Tuesday, May 08, 2007

reflection on the past weekend

I spent a good majority of this past weekend alone house sitting for the Colegroves, quasi moving in, slowly. I was able to really process some things that have been going on lately and came to a few interesting conclusions.

The first of which goes back to the idea of grace that I wrote about a while back. This seems to be an interesting topic, as it keeps coming up. Most recently I have discovered that my definition was incomplete. Grace is giving someone something they don't deserve, Mercy is not giving someone something they do deserve, and Forbearance is waiting with someone until they do get what they deserve.

Most recently my situation I had confused was regarding money. This person demanded my grace in this situation and I expressed that I could not possibly extend that grace because I had been relying on that money to come in. In this situation, grace would be for me to give that person as much as they owe me. Mercy would be to cancel the debt. Forbearance is waiting with that person until they can pay the debt.

This got me thinking about mercy in particular. Most recently I have been rather merciless with Jon because I want him to learn from his mistakes, take responsibility for his actions, heighten his awareness of how his decisions affect the people around him. The most basic way to do that in my mind is to set down some rules and consequences and when those rules are broken, enforce the consequences.

This can get a little difficult when working with a quadriplegic. It brings me back to my original concern that I want to be here to help him with his personal needs, but don't want to enable irresponsibility.

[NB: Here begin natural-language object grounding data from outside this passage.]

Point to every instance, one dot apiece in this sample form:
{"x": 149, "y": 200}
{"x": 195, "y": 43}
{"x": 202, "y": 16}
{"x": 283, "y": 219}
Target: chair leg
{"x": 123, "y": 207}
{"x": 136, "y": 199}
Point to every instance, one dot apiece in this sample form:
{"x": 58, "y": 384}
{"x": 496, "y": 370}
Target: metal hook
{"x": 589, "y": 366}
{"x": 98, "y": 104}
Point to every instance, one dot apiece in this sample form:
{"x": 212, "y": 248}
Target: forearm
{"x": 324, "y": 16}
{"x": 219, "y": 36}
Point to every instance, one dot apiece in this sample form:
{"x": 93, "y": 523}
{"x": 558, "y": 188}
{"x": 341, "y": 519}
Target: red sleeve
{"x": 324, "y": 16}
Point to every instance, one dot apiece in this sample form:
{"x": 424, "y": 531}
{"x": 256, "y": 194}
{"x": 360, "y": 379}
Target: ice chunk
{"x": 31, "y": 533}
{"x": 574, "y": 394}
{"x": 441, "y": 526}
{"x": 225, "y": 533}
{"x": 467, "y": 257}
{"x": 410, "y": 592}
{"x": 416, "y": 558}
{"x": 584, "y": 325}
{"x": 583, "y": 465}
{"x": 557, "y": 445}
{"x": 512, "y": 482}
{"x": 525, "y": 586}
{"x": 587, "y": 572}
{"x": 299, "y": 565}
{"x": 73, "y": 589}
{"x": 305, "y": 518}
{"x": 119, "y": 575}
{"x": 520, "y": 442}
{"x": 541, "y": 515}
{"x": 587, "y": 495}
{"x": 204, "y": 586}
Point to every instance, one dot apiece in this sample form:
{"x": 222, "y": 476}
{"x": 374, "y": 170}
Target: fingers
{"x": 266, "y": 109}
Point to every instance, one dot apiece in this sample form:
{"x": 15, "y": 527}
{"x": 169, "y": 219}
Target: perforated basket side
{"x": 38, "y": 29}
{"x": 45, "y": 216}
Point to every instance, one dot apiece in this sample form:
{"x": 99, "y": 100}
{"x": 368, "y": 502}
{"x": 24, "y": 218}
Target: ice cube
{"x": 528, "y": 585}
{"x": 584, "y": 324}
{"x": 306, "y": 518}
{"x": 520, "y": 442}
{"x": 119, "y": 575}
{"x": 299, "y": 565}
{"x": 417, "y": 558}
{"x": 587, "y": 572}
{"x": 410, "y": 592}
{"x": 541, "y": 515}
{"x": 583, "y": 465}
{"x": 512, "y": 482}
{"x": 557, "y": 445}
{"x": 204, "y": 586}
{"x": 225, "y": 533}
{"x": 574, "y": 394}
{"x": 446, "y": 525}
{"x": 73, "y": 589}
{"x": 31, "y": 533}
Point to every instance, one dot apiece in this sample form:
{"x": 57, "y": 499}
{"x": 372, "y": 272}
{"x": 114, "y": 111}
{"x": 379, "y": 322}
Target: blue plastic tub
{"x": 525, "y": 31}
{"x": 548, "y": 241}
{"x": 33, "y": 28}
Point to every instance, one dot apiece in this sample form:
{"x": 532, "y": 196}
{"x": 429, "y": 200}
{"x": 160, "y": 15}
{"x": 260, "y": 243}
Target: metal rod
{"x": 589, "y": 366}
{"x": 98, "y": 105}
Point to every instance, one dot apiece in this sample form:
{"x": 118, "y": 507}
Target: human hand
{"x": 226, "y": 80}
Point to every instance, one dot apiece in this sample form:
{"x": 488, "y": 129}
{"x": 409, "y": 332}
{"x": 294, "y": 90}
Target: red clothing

So I would point out all the good things I saw as well as all the bad things I saw. Except heres the thing. I have the ability to pull my emotions out of a situation and just look and the facts of that situation. By taking only the facts, it strips the situation of any good intentions or miscommunication and forces the person to look at the basic thing they have done. Unfortunately for me, this is a rather merciless way of going about it.

The Bible says speak the truth in love. I was very able to speak the truth, but by pulling out all emotions was not speaking the truth in love. This is just another exercise that emphasizes that love is more than just a feeling, its a choice. I was choosing to speak the truth, but not in love, and as consequence that truth wasn't taken properly. Jon couldn't see the meaning of my words because my words were yes very truthful, but also very harsh.

This now brings me to my next point. Sometimes mercy is not telling a person what they have done wrong. Sometimes if you can't speak the truth in love then its best not to speak. Sometimes the right thing to do is wait until you can speak the truth in love.
And thats hard.

To look at things objectively sometimes we do need to try and take our emotions out of the situation to decide right and wrong. I think its important once we have decided right or wrong to them put our emotions back into the situation to see how it plays out now with the added human element.

I have to admit, in much of my talks with Jon, I fooled myself into thinking that I pulled out all my emotions from the situation, but really there was always this undertone of pain that I wasn't fully paying attention to that was evident in my vitriolic vocabulary. It was because of this that the truth wasn't taken properly. For if it wasn't said in love, it might as well have not been said at all.